Raymond Radiguet’s 1923 novel Le diable au corps is the story of a young married woman, Marthe, who has an affair with sixteen-year-old François while her husband is away fighting at the front, and it provoked scandal in a country that had just been through World War I. Though Radiguet denied it, it was established later that the story was in large part autobiographical; by that time, however, the young man was dead, lost to typhoid at just twenty years old.
It is a remarkable work for such a young writer, its central theme being that of hard-hearted sexual gratification in the midst of a chaotic world where everything may end at a moment’s notice.
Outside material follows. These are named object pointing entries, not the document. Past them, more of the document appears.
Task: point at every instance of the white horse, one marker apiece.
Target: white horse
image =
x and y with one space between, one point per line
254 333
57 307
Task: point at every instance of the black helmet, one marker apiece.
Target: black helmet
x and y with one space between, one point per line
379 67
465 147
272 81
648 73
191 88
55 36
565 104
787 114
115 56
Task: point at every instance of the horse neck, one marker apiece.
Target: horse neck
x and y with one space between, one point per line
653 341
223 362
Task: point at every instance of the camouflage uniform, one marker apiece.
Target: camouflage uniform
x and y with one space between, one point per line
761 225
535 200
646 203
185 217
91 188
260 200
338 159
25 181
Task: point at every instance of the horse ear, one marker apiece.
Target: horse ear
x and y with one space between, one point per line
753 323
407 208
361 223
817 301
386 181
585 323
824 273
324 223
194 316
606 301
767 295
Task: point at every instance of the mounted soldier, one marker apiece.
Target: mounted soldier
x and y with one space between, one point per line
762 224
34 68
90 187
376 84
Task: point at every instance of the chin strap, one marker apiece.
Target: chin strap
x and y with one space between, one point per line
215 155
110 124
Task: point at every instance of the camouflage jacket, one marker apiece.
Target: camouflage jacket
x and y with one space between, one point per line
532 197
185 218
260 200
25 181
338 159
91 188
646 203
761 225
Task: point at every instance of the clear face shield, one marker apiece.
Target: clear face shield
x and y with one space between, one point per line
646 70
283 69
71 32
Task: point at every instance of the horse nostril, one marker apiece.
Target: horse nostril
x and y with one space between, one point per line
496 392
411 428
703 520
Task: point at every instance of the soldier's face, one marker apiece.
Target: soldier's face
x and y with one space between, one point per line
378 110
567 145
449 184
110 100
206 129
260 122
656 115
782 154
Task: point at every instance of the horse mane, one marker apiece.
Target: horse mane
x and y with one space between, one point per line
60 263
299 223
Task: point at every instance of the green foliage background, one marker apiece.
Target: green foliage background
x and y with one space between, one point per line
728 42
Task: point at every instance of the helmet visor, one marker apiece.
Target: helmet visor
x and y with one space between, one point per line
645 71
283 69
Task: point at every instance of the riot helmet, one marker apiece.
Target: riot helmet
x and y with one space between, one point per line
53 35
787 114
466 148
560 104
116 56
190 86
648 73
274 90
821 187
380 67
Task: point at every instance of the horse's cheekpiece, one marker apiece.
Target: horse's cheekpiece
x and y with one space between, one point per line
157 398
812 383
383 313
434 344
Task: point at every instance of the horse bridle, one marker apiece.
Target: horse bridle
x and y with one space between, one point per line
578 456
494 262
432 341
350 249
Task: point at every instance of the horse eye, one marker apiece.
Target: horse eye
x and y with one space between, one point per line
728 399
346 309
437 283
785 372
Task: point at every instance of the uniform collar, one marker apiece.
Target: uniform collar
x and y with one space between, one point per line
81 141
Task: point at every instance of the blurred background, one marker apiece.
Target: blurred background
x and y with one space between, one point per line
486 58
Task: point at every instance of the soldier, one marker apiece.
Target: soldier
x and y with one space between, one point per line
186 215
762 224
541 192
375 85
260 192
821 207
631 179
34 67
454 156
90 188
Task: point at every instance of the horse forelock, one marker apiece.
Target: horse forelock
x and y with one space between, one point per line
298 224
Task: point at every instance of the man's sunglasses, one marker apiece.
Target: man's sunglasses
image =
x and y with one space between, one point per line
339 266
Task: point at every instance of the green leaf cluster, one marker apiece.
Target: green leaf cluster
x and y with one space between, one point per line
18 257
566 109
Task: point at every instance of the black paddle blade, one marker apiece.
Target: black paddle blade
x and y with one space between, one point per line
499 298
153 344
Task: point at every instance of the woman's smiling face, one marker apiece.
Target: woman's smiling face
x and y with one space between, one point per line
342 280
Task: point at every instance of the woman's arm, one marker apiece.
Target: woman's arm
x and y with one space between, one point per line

The novel struck a resounding cultural chord, both when it was published and again, tellingly at the end of the Second World War, when the 1948 film of the book was released, starring Micheline Presle as Marthe and Gérard Philipe as François.
It is highly likely that Editions de l’Odéon commissioned Suzanne Ballivet’s twenty illustrations for Le diable au corps as a direct result of the success of the film, and her illustrations accurately portray the youth of the protagonists, as well as Marthe’s determination and François’ relative aloofness.
Radiguet’s Le diable au corps is not to be confused with the much earlier erotic novel with the same title by Andrea de Nerciat, published in 1803.
The Odéon edition was produced in a run of 603 copies, of which 30 de luxe copies included an additional set of the prints in black and white.